In this sense, Sánchez pointed out that in the General State Budgets for 2023 that are about to be approved in the Chamber, the item allocated to Equality amounts to 573 million euros, compared to 183 million of the previous popular government.
With these regulations, said Pedro Sánchez, the action of the current government “takes over” from the women who defended the pregnancy termination law approved by the first government of Felipe González in 1985 or the first equality law, in 2007, already with José Luis Rodríguez Zapatero at the head of the Executive. With this record, the President of the Government highlighted Spain as a country that has advanced in equality “with a firm step” and the role played by the PSOE in achieving it: thus, he defended that the prime ministers arrived with socialist presidents and highlighted the Commitment to parity in all socialist teams and to the “zipper” lists (interspersing men and women): “The PSOE has guaranteed real and effective equality in all its estates and levels.”
To achieve progress, Sánchez admitted the inspiration of other social democratic leaders in the European sphere, such as Olof Palme or Billy Brandt, and affirmed that Spain is now the country that inspires. “Gender equality and equal representation of society in any social democratic organization is the DNA of our ideological creed,” defended the president, who added that this does not respond to “sectoral policies”, but rather they are “transversal, horizontal policies” . Sánchez spoke of Spain as a “pioneering country in equality and a reference that accompanies not only with words but with deeds” the “feminist commitment”.
Pedro Sánchez, before the Socialist International Women, boasted of presiding over a Government with more women than men and with the largest number of women in all of Europe and after referring to the Minister of Finance, María Jesús Montero, also deputy general secretary of the PSOE, made a brief profile of the three vice presidents. De Teresa Ribera highlighted that she is a pioneer in the fight against climate change and the architect of the “Iberian solution” or gas cap; Yolanda Díaz, who together with her has promoted the largest increase in the minimum wage and labor rights have been recovered; and Nadia Calviño, who chairs the monetary and financial committee of the International Monetary Fund, which makes her a very important person in Spanish and international politics.

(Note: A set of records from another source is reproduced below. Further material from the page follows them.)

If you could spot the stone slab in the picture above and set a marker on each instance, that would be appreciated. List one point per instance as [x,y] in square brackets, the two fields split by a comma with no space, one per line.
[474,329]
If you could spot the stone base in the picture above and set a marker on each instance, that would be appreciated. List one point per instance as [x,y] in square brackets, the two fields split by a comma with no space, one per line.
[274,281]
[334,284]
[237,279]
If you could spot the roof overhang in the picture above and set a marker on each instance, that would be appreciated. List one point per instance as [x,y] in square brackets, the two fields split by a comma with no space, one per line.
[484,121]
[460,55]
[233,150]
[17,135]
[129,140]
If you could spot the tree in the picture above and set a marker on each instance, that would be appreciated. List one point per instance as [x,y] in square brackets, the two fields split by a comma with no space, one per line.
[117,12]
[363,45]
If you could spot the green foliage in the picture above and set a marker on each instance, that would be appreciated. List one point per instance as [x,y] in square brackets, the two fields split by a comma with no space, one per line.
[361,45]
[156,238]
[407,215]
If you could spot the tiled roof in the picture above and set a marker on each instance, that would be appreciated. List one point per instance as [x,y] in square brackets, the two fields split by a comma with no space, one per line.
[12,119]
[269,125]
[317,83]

In his speech, Sánchez also had words for the Ukrainian women and girls who suffer the consequences of the war and recalled the vulnerability of women in conflict zones, in addition to the struggle of Iranian women. He also listed statistics on the disadvantages of women in the world: more than 2.4 billion women do not have the same economic rights as men, barely hold one in four seats in national parliaments, and one in three has suffered physical or sex in the last twelve months.